DG1   = basix.ufl.element(family="Lagrange", cell=mesh.basix_cell(), degree=1, discontinuous=True, shape=(mesh.geometry.dim,))
space = dfx.fem.functionspace(mesh=mesh, element=DG1)

# Computed facet vector approximation. 
nn=  facet_vector_approximation(V=space, mt=facet_tags, mt_id=ft_id, interior=True, tangent=False)

############COPIED CODE ENDS ###########################
############################################################


# Define variational problem
u = ufl.TrialFunction(V)
v = ufl.TestFunction(V)
x = ufl.SpatialCoordinate(msh)
f = 4.0 * pi**4 * sin(pi * x[0]) * sin(pi * x[1])

a_FacetNormal = (
    inner(div(grad(u)), div(grad(v))) * dx
    - inner(avg(div(grad(u))), jump(grad(v), n)) * dS
    - inner(jump(grad(u), n), avg(div(grad(v)))) * dS
    + alpha / h_avg * inner(jump(grad(u), n), jump(grad(v), n)) * dS
)
a_Created_FacetNormal = (
    inner(div(grad(u)), div(grad(v))) * dx
    - inner(avg(div(grad(u))), jump(grad(v), nn)) * dS
    - inner(jump(grad(u), nn), avg(div(grad(v)))) * dS
    + alpha / h_avg * inner(jump(grad(u), nn), jump(grad(v), nn)) * dS
)

L = inner(f, v) * dx
problem_1 = LinearProblem(a_FacetNormal, L, bcs=[bc], petsc_options={"ksp_type": "preonly", "pc_type": "lu"})

uh_1 = problem_1.solve()
print('Biharmonic Sol: Using n=FacetNormal(msh)\n')
print(uh_1.vector[:])

problem_2 = LinearProblem(a_Created_FacetNormal, L, bcs=[bc], petsc_options={"ksp_type": "preonly", "pc_type": "lu"})

uh_2 = problem_2.solve()
print('\n Biharmonic Sol: Using nn=facet normal approximation \n')
print(uh_2.vector[:])

I apologize for length of problem, but majority of code is taken directly from facet vector approx.

Dear @bagla0,

Why would you expect the results to match?
You are using two different normals, that vastly differs (especially on coarse grids, as indicated by inspecting the solution:


As you can see there, the normals are completely different form the actual facets.

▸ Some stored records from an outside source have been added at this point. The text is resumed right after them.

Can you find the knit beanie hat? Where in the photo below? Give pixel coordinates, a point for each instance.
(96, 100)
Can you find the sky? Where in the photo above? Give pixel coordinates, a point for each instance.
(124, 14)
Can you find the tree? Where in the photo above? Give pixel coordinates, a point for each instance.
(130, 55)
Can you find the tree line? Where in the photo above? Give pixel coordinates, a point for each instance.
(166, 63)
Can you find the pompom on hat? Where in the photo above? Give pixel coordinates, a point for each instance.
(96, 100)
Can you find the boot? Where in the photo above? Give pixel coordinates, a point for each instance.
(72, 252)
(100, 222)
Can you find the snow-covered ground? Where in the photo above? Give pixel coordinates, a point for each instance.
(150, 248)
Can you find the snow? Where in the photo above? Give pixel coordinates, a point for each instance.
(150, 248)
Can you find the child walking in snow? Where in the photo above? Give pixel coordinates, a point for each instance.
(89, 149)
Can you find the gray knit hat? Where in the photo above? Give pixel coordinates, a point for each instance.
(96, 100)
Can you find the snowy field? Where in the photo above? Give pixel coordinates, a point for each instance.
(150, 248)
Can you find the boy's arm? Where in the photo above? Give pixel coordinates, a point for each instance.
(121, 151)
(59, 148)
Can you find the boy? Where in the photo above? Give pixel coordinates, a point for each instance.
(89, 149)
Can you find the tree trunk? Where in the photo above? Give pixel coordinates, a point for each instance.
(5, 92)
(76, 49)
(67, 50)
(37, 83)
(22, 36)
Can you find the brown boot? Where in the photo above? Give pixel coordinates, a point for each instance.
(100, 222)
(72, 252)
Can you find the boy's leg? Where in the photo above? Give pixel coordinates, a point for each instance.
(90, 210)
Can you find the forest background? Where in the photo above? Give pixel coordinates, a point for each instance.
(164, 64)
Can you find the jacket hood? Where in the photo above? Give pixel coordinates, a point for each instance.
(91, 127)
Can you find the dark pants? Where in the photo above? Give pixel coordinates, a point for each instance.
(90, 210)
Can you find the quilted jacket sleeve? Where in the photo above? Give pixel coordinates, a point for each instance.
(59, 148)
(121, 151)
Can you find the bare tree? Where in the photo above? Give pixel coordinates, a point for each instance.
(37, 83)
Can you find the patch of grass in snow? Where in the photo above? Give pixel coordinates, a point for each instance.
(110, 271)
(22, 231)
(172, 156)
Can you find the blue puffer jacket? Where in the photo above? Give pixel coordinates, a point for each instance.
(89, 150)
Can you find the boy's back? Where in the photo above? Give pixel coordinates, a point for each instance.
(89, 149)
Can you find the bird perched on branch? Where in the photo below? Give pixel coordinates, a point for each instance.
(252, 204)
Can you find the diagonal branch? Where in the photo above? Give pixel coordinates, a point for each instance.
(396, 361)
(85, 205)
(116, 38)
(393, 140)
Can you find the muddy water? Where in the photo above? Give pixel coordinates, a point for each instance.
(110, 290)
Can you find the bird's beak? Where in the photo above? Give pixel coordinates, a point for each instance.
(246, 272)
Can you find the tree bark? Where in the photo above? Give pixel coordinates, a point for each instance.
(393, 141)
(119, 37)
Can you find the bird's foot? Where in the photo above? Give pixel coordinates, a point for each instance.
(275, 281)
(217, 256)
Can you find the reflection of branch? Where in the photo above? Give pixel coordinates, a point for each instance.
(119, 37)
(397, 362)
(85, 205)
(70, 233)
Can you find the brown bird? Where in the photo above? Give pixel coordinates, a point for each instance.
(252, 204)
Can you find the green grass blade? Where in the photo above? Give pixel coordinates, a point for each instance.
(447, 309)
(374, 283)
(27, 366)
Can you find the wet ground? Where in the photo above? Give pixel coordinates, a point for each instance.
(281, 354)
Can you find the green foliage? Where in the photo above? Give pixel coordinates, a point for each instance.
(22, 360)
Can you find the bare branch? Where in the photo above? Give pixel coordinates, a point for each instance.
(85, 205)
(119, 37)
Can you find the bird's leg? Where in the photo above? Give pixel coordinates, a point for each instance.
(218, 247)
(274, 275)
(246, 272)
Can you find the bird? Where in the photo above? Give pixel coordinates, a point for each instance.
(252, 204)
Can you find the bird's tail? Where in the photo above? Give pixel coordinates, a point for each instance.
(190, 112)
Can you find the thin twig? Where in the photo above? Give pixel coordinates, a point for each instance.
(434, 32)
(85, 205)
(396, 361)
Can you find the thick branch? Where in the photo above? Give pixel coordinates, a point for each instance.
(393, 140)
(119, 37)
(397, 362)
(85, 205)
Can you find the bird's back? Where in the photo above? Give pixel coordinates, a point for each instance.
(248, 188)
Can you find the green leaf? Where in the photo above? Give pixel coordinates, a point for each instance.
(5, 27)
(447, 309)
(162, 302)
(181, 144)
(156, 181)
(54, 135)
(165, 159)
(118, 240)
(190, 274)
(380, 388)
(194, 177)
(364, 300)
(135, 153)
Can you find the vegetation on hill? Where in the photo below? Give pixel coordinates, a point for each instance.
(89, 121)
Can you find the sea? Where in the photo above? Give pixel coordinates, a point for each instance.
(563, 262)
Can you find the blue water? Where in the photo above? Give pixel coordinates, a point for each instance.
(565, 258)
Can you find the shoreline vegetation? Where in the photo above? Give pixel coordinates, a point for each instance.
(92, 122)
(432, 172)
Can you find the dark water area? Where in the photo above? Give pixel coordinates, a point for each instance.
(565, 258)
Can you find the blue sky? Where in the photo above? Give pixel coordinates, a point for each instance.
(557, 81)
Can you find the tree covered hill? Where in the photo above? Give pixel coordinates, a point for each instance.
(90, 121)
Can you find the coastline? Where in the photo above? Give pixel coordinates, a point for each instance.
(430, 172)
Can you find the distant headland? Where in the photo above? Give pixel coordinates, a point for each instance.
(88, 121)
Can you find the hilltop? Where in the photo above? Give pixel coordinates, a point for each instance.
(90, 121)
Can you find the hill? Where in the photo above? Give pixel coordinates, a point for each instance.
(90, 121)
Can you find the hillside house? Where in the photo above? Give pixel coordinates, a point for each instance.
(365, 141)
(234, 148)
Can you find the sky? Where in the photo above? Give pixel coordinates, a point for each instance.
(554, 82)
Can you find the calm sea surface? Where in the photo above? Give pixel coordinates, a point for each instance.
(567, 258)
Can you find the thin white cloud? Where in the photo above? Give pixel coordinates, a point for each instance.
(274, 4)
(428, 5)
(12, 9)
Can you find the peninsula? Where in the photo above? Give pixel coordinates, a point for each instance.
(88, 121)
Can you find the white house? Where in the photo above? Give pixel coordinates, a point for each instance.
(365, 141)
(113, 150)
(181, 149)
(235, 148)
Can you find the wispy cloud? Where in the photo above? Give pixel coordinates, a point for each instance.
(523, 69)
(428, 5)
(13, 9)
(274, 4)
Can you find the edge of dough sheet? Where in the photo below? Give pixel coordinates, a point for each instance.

This will always be a case with problems where you want to project a normal into a space it is not in.

As stated previously, you can use a symbolic version of the tangent, by calling a tangential projection, i.e. use

u_t = tangential_projection(u, ufl.FacetNormal(mesh))

without having to put it in a function space.

2 Likes

Dear @dokken,

Using your way, I tried tangential_projection of FacetNormal(mesh) as

n = FacetNormal(mesh)
P=ufl.Identity(3) - ufl.outer(n, n) # Projection matrix of tangent plane for 3D space.

# Project reference vector in tangential plane, 
# The reference vector is one of the two tangents of quad mesh, as

t=ufl.Jacobian(mesh)
r=as_vector([t[0, 0], t[1, 0], t[2, 0]]) # reference vector (different for each element)
t1=P*r # Projected tangent vector in tangential plane (normal to n)

t2=ufl.cross(n,t1) # Projected second tangent vector

Q1: How can I plot n, t1 and t2 in given mesh (like you did for previous case), to verify t1 and t2 are actually correct tangents to facets.
On interpolating to Function(mesh), I am getting

V_l = dolfinx.fem.functionspace(msh, basix.ufl.element(
    "DG", msh.topology.cell_name(),1, shape=(3, )))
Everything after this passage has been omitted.